A few days ago, I cynically suggested that part of the reason Rush Limbaugh’s latest remarks were making news was that Sandra Fluke is a “perfect victim”, a white law student who wasn’t actually talking about using birth control for nonprocreative sex. Tom Watson at Forbes is maybe a bit less cynical than I am these days. He notes that this is not exactly the first successful pushback in the last year or so:
It’s the next chapter in many ways to the story that hit the public consciousness with the strong, active online reaction to the Susan G. Komen Foundation’s decision to cut funding to Planned Parenthood a month ago. The response was quick, massive, and targeted. My own social graph (on both Facebook and Twitter) lit up like a summer fireworks display after sundown – stirring conversation, concentration around hashtags and shared media, and truly crowdsourced action.

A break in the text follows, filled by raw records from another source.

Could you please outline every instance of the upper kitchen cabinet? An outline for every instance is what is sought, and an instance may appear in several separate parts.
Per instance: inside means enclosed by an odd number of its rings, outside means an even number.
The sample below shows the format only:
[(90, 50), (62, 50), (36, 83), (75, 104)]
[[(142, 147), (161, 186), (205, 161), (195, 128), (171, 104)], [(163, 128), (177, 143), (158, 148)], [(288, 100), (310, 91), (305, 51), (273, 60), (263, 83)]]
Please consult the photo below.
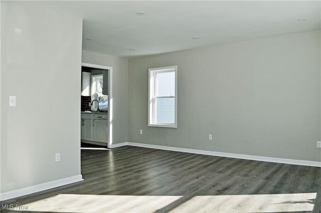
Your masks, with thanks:
[(104, 70), (102, 72), (103, 88), (102, 94), (108, 94), (108, 71)]

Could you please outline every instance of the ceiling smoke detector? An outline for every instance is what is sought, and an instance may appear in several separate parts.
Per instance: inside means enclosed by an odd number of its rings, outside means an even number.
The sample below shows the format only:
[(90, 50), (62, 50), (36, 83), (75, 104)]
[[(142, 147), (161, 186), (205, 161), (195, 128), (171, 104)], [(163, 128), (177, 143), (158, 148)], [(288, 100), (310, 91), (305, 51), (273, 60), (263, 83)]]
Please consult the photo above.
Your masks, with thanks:
[(306, 18), (301, 18), (301, 19), (299, 19), (297, 20), (298, 22), (304, 22), (304, 21), (307, 20), (307, 19)]
[(138, 11), (138, 12), (136, 12), (136, 15), (137, 16), (143, 16), (145, 15), (145, 13), (142, 11)]

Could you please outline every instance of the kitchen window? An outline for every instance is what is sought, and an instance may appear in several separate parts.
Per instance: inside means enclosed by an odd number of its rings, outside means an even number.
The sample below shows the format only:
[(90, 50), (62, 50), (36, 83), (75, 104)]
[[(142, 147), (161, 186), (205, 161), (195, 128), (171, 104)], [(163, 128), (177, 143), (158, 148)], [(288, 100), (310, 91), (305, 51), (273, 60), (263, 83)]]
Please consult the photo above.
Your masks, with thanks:
[[(91, 101), (98, 101), (100, 109), (107, 109), (108, 107), (108, 96), (103, 93), (103, 75), (91, 76)], [(97, 110), (97, 101), (94, 101), (91, 106), (92, 110)]]
[(177, 127), (177, 66), (148, 69), (148, 126)]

Yet it would also be a mistake to view the semi-organized reaction to Limbaugh as purely another battle between left and right on the American political spectrum. While Limbaugh’s sexist words have to been seen in the light of a Republican Presidential race that has, inexplicably, placed an opposition to contraception and women’s health at the center of its increasingly nasty public debate, the roots of El Rushbo’s humiliation also run deeper than spectrum ideology and political parties.

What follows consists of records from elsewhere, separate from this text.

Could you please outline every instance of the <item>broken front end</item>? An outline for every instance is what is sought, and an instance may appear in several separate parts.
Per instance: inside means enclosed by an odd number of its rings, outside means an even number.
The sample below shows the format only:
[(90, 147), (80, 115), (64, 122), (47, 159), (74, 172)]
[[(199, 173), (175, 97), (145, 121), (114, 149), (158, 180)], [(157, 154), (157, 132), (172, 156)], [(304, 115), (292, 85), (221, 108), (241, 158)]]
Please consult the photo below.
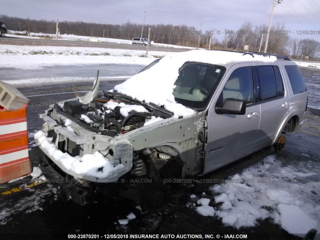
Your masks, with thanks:
[(34, 155), (65, 200), (117, 196), (153, 208), (164, 199), (164, 179), (202, 172), (204, 112), (178, 118), (162, 106), (94, 92), (51, 105), (34, 135), (41, 151)]

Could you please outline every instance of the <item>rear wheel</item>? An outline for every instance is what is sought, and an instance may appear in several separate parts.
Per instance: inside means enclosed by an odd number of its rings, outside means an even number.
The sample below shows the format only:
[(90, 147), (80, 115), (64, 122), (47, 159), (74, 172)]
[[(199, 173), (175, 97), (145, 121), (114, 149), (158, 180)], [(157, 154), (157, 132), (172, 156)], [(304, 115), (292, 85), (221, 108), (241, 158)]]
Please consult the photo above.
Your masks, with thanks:
[(280, 152), (281, 150), (282, 150), (284, 148), (284, 146), (286, 143), (286, 137), (283, 135), (280, 136), (280, 137), (278, 138), (278, 140), (276, 142), (276, 143), (274, 144), (274, 146), (277, 152)]

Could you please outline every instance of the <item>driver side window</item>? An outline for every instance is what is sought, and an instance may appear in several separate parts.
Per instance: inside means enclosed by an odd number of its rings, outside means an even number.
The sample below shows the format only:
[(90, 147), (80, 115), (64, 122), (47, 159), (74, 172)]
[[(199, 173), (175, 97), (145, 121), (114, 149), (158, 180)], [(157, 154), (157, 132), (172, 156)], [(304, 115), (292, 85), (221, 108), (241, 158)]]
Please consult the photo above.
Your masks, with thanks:
[(239, 68), (229, 77), (219, 98), (222, 102), (227, 98), (244, 100), (246, 104), (254, 102), (254, 78), (250, 66)]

You can see those roots, for instance, in the brilliantly-organized campaign in late 2010 against two prominent liberal voices: filmmaker Michael Moore and talk show host Keith Olbermann. Feminist blogger Sady Doyle took Moore to task for posting bail on behalf of WikiLeaks founder Julian Assange after rape accusations brought by two women in Sweden confined him to custody in England, and her supporters battled both Moore and Olbermann for being dismissive of those accusations and implying they were a set-up to derail Assange’s exposure of U.S. government secrets.
Watson is decidedly right that if you look at those who have been targeting Limbaugh’s sponsors, there is a much clearer pattern in place than if you look at reactions to Limbaugh over the years. The people who have been pushing the Limbaugh boycott in social media are, loosely speaking, the same people who challenged the New York Times over their appalling coverage of an 11-year-old victim of gang rape in Texas. They are, again loosely speaking, the same people who have been covering the GOP debates live on Twitter with solid skepticism–a skepticism that the media outlets hosting the debates have soundly failed to provide.

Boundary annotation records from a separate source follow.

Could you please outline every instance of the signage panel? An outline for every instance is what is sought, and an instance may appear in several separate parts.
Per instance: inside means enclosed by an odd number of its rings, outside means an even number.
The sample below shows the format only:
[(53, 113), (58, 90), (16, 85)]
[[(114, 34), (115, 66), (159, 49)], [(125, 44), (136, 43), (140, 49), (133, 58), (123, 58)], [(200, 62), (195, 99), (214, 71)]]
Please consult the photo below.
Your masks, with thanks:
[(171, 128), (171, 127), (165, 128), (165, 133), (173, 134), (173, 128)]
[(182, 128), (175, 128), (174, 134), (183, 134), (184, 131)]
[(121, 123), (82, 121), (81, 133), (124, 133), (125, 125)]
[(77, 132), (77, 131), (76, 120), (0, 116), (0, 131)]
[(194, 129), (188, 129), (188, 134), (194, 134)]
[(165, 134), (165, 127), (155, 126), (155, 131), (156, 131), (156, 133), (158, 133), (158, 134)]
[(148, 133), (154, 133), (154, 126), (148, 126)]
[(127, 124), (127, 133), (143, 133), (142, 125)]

Now, the Limbaugh boycott has been larger than any of those efforts, though not that much larger than the Komen push. That may, however, be partly due to the early success the Limbaugh boycott had. Just as people were energized when Planned Parenthood raised the equivalent of an annual grant from Komen in about 24 hours, people were energized when Limbaugh’s sponsors started dropping. Without the broad response from sponsors, people would probably not now be pushing for radio stations to drop his show.
John Avlon at The Daily Beast suggests sponsors may have been primed and ready to go when this started, simply because of who was doing the pushing:
But this latest controversy comes at a particularly difficult time for right-wing talk radio. They are playing to a (sometimes literally) dying demographic. Rush & Co. rate best among old, white males. They have been steadily losing women and young listeners, who are alienated by the angry, negative, obsessive approach to political conservations. Add to that the fact that women ages 24–55 are the prize advertising demographic, and you have a perfect storm emerging after Limbaugh’s Sandra Fluke comments.
As pressure grows for advertisers and radio stations to drop Rush & Co., there will be much talk about the dangers of censorship, with allies talking about a left-wing “jihad” against Rush (language his brother David Limbaugh has already used).
But the irony is that the same market forces that right-wing talk-radio hosts champion are helping to seal their fate. Advertisers are abandoning the shows because they no longer want to be associated with the hyperpartisan—and occasionally hateful—rhetoric. They are finally drawing a line because consumers are starting to take a stand.
And when those consumers are already comfortable with activism, when the technology exists to move them all quickly and publicly, when there is an obvious action to be taken that moves beyond slacktivism…well, then the explosion is a bit more easily explained than I gave it credit for. There is still plenty of room for “perfect victim” effects, but they aren’t necessary to account for what happened.
That does make me feel a little better. What makes me feel even better is that it should make plenty of right wing loons feel very nervous.